Schutow Decathlon für Schutow weiter in der Schwebe

Im Frühjahr 2017 könnte es eine Entscheidung geben

Schutow. Seit acht Jahren wartet der französische Sportartikelanbieter „Decathlon“ auf eine Baugenehmigung. Bereits 2008 hatte das Unternehmen die für ihn attraktive Fläche westlich des Ikea in Schutow gekauft. Als Schutz für die kleineren Geschäfte in der Innenstadt konnte der Bau des Großhandels vor den Toren der Stadt bislang nicht gestattet werden (die OZ berichtete). Beim Innenministerium soll deshalb nun eine Zielabweichung von dieser Regelung geprüft werden.

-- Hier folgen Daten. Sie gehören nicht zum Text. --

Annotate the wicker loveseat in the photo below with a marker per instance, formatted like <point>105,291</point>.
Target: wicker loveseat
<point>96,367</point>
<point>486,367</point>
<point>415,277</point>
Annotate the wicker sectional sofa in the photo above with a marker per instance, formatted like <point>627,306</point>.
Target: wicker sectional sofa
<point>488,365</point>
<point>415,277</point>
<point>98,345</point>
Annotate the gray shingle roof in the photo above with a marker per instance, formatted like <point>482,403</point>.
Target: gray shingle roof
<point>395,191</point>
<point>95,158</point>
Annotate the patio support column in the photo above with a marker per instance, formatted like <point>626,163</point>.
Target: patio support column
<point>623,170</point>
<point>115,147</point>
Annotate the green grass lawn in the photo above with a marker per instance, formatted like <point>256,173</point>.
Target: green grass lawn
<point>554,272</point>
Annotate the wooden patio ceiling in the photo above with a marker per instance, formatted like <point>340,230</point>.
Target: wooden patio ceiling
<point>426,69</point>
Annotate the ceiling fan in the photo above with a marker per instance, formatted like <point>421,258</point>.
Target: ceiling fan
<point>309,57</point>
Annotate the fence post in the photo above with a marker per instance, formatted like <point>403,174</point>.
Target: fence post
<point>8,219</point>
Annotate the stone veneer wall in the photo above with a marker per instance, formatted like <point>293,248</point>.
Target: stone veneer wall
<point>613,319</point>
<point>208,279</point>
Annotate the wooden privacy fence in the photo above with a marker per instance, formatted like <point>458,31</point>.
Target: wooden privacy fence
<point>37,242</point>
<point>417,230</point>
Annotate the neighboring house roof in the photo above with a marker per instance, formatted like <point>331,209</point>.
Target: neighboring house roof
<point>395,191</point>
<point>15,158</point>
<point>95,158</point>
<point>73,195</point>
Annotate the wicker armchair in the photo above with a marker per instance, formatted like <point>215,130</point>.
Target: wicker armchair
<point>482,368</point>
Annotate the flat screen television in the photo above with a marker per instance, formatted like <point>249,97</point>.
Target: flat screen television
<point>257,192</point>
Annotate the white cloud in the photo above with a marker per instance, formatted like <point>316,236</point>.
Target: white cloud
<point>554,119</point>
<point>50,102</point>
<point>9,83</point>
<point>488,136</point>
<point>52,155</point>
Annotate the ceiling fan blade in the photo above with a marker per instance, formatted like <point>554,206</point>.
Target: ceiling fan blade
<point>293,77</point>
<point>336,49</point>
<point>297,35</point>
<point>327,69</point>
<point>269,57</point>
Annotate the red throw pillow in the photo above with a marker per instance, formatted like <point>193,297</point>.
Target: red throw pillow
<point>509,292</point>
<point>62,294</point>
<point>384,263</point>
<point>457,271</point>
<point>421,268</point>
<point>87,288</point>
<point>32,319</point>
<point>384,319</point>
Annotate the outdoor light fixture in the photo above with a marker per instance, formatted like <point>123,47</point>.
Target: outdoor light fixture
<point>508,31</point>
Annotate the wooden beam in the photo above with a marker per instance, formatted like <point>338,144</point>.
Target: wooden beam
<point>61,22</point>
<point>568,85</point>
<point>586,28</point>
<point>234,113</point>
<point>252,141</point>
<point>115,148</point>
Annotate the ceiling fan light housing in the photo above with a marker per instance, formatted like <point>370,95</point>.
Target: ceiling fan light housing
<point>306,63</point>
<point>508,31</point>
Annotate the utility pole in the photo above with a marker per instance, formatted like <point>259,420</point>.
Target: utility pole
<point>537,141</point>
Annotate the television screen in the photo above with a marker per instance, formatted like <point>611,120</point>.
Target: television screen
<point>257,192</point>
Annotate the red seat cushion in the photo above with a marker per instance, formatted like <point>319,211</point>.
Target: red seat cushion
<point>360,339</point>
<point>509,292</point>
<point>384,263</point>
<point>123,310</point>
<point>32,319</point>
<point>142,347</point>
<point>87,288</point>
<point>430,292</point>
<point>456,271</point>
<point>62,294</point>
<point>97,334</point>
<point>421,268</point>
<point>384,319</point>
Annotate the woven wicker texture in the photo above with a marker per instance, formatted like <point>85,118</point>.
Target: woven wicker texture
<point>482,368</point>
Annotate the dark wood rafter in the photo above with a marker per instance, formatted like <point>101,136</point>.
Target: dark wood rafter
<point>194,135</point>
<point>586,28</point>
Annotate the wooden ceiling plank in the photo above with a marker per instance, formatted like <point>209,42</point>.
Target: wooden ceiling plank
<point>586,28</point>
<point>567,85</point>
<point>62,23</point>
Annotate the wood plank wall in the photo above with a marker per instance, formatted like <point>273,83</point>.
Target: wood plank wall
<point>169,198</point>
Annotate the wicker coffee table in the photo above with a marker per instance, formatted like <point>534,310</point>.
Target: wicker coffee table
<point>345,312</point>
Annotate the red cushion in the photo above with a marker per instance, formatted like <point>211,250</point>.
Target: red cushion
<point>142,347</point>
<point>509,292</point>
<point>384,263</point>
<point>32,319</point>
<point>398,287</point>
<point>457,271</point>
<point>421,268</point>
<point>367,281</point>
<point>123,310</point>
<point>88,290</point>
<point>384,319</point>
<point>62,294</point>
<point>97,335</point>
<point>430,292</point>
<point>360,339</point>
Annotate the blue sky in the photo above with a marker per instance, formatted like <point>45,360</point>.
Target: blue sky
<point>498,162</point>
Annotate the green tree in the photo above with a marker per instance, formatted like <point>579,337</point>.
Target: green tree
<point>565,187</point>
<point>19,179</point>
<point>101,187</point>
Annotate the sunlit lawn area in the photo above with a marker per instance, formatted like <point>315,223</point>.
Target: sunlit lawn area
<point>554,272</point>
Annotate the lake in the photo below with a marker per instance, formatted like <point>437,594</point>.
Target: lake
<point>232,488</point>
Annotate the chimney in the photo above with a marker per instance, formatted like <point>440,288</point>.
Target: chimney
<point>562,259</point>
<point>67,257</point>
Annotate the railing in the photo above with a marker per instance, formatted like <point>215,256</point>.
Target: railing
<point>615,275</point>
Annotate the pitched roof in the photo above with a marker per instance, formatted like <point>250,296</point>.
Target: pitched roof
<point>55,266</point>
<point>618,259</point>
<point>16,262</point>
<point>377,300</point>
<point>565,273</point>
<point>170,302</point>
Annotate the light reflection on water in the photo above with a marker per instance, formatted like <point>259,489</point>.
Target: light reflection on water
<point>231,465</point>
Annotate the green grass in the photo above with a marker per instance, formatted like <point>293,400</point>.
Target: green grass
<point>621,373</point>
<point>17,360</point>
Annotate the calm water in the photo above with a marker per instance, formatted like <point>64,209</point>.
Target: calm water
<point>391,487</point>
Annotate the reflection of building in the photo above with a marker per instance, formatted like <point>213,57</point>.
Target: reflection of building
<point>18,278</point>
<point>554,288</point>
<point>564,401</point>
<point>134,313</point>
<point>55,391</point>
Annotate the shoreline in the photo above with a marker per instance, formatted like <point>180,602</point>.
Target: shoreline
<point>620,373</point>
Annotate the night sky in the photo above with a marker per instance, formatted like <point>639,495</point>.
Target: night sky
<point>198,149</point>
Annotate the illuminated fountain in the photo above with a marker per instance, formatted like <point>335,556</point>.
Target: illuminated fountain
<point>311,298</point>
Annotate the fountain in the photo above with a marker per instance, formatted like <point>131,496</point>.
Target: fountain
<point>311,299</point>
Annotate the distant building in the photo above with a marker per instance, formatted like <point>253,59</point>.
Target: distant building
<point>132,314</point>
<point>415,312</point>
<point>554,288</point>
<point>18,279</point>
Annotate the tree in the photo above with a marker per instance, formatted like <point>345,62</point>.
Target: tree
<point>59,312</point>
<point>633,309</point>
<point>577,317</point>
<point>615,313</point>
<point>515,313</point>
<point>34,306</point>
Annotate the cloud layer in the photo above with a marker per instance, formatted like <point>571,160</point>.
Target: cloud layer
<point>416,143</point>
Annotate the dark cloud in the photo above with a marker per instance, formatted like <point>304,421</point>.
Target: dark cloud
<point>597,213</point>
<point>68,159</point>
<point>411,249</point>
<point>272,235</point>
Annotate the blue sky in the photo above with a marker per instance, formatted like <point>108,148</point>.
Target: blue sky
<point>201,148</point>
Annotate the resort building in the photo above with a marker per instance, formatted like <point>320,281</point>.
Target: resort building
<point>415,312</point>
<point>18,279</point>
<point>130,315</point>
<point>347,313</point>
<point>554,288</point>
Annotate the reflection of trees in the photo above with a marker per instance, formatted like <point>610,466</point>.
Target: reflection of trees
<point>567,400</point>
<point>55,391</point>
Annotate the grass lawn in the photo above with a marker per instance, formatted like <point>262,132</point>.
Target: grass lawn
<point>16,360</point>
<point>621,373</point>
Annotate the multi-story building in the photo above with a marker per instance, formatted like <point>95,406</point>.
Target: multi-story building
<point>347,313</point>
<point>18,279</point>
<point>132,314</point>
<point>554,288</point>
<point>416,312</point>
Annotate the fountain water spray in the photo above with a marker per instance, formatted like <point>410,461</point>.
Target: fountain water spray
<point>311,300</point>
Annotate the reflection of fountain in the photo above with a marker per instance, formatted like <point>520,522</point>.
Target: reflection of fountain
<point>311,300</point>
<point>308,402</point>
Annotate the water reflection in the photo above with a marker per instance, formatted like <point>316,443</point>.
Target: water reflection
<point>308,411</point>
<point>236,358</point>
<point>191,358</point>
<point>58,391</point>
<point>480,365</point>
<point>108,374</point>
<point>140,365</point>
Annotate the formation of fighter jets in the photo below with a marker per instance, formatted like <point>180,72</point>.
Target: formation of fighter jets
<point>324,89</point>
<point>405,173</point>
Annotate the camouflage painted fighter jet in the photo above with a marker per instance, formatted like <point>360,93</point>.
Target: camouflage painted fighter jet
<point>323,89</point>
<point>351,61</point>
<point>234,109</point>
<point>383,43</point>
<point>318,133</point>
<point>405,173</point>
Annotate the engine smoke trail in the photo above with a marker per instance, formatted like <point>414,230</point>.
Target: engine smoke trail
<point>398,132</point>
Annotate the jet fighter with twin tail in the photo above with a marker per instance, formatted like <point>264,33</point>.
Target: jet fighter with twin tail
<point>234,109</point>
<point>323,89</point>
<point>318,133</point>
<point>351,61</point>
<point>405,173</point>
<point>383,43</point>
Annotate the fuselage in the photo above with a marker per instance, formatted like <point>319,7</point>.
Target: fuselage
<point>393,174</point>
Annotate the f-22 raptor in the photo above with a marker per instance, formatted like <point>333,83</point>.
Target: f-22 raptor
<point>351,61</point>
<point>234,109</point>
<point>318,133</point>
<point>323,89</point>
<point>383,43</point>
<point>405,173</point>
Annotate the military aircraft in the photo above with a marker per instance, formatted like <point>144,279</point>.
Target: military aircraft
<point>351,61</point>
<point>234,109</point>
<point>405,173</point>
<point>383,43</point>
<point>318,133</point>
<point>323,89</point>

„Dafür muss zum einen Decathlon selbst Unterlagen einreichen, die zeigen, warum der Bau dort sinnvoll ist und nicht etwa am Glatten Aal“, berichtet Ralph Müller vom Stadtplanungsamt. Die vom Unternehmen bereits vor Längerem eingereichte Verträglichkeitsstudie reiche dem Ministerium nicht aus. „Es muss schon ein Markt sein, den wir in Rostock brauchen und der sein Angebot an die Gegebenheiten anpasst“, so Müller. Ein breites Portfolio an Seesportbedarf sei beispielsweise wünschenswert.

Die Stadt, die an Decathlon nach wie vor interessiert sei, müsse den Standort in Schutow und mögliche Alternativen prüfen. „Wir arbeiten bereits an einer Fortschreibung des Einzelhandelsentwicklungskonzepts und analysieren dabei auch den Bestand — insbesondere im Bereich Sport.“ Das Konzept solle dann zeigen können, ob und wo die Decathlon-Ansiedelung sinnvoll wäre. Bis Mitte des Jahres will die Stadt alle nötigen Unterlagen zusammengetragen haben und an das Innenministerium übergeben. Anfang 2017 sei dann mit einer Entscheidung zu rechnen.